BREAKING: Homes evacuated miles from Washington, DC after F-16 jet crashes and pilot ejects near Joint Andrews Air Force base during ‘routine training mission’

Wednesday, April 5, 2017
By Paul Martin

The plane was reported as having crashed around 9:15am in Maryland
It flew from Joint Andrews Air Force Base, which is used by Air Force One
It was part of the 113th Wing, which maintains ‘safe zone’ around Capitol
One man said the pilot claimed he had live ammo on board when he crashed
But the local fire department said the plane had no ammunition at all
Locals have been warned to stay away from wreckage, including chemicals
At-risk homes in the area have been evacuated; no deaths or injuries reported
The pilot, on a training mission, parachuted out and is in ‘good condition’
New F-16s cost around $60m; some in the US inventory are 20-30-years old

5 April 2017

Homes have been evacuated near Joint Base Andrews in Maryland after an F-16 on a training mission crashed causing a loud explosion and fire at around 9:15am Wednesday.

The plane, which was flying with others on the mission, had one pilot who ejected and parachuted down (pictured left after ejecting). He was picked up by a military helicopter and is said to be in ‘good condition’.

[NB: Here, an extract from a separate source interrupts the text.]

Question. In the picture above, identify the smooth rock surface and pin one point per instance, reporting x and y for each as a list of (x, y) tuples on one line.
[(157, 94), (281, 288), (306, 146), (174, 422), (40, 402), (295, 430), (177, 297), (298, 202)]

The crash occurred six miles from the base, and just 200 yards from a residential area.

The plane was part of the DC Guard 113th Wing, NBC Washington reported – that’s the same wing used to routinely patrol the skies around Washington.

Prince George’s County Fire Department said that there was no live ammunition on the plane when it crashed.

Locals said they heard rounds going off, something that officials attributed to gases within the plane igniting.

But Patrick Dotson, a former soldier who ran over to the pilot as he parachuted down, told Fox News that he heard ’rounds’ of ammunition exploding.

He also said that the pilot confirmed to him that the plane had live ammo on board before he was taken away. The pilot was only concerned about the safety of civilians after the crash, he said.

An ordinance disposal vehicle was also spotted heading to the crash site by reporters.

And the Prince George’s County Fire Department (PGCFD) warned locals not to touch any wreckage they might find.